At the time, I was doing some minor contributions to Bitcoin, and suddenly it clicked. I realized that what Bitcoin is doing for compute could be done for storage. Outside of making cloud storage better, cheaper, and faster, I started thinking about the cases and tools that could be built that will allow people to build things they would never be able to build in with the traditional centralized data storage model.
Developers were being held back because cloud storage was too expensive, or not fast enough, or because they might be in a country or place where they couldn’t swipe a credit card for S3. Storj was born from this excitement about the potential for a new, decentralized system that could enable the creation of the next Google or Facebook or new crazy-awesome apps that haven’t been dreamed up yet.
Milestones and growth
The Storj team has grown to 25 people in multiple offices in the U.S. and Europe. Our network and user base have grown exponentially. When we realized that our current network doesn’t scale, we decided to fix it.
As we grew, my role changed. I was CEO, but an engineer at heart. We thought about hiring a CEO, and determined our ideal candidate would have experience with open source, cloud, and data storage companies, and someone who had led companies as they expanded from a small core founding team to an organization that could support massive growth.
When Ben expressed interest in Storj, we knew we had our ideal candidate. He joined Docker when it was dotCloud, when Docker was a one-week-old open source project. Under Ben, Docker exploded and he led it from an open source project to a team 400 strong, with hundreds of G2000 customers, a broad partner network, nearly $250 million in funding, 3,300 contributors, millions of Dockerized apps, and 12 billion downloads.
Ben’s experience leading Docker from startup to breakout success made him quickly become our top candidate to lead Storj, and we’re looking forward to his guidance us as we expand our team and build the next generation of cloud storage for decentralized applications.
Ben has a proven track record of leading companies with open source products. Take Docker. Under Ben’s leadership, Docker became synonymous with containers, the tool that sparked the cloud-native application movement.
He has success leading and building teams. Under Ben, Docker grew from our current size to more than 400 people. He also led Gluster, an open source storage company acquired by Red Hat in 2011. Ben is developer-focused, experienced with storage and the cloud, understands how open source projects become products, and knows the importance of the community’s involvement.

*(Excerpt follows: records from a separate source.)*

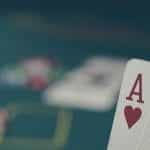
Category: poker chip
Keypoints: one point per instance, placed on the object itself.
(35, 73)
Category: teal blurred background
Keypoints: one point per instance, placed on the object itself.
(70, 32)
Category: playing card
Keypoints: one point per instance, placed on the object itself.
(92, 86)
(132, 111)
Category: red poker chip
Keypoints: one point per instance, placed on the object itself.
(37, 83)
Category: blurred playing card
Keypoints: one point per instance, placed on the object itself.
(92, 86)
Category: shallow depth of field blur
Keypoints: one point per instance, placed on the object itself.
(61, 67)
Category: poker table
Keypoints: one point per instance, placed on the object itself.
(34, 125)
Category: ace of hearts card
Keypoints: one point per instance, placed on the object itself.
(133, 108)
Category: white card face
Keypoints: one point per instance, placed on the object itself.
(92, 86)
(132, 111)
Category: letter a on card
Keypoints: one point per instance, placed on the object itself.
(132, 111)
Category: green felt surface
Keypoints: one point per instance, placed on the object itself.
(36, 127)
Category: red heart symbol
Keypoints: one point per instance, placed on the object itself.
(132, 115)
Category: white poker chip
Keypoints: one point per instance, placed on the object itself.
(93, 86)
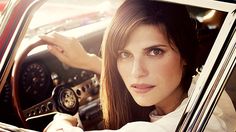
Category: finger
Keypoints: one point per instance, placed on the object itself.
(51, 40)
(59, 53)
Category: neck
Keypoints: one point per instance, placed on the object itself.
(171, 102)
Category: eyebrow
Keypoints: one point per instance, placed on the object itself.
(155, 46)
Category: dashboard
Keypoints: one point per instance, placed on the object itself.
(40, 74)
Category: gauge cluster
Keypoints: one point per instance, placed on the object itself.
(41, 73)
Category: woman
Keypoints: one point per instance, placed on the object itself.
(148, 55)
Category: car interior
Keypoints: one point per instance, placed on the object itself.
(39, 85)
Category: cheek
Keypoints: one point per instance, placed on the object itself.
(169, 71)
(123, 69)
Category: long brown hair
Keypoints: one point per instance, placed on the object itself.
(118, 105)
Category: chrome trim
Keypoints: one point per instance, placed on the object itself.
(216, 86)
(201, 102)
(16, 32)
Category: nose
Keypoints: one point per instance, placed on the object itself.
(138, 68)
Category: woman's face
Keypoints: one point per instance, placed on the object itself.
(151, 68)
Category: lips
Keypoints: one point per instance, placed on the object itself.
(142, 88)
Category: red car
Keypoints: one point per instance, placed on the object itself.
(33, 81)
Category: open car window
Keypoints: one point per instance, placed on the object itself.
(87, 20)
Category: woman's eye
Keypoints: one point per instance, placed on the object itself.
(124, 54)
(155, 52)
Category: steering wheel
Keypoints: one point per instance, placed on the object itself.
(65, 98)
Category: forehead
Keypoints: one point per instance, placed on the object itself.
(145, 35)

Ben’s experience resonated with us, because we were looking for a leader who had business acumen and also understood the value of community and open source, and it’s just what we need at this pivotal moment as we rapidly expand our team and build the technological foundation for supporting our growth.
My vision for Storj’s growth is to build tools that change the status quo, give people better control and access to their data, make businesses faster and more secure, and allow people to build apps that don’t work in the traditional system, either because they want to store so much data that it’s cost-prohibitive, or they want to change the functionality of the storage layer.
Having Ben in this role is helpful because I can confidently hand over organizational duties to a proven leader, the best person for this job, and that allows me to focus more on the technology, which I’m passionate about. We’re thrilled he has agreed to join the Storj team.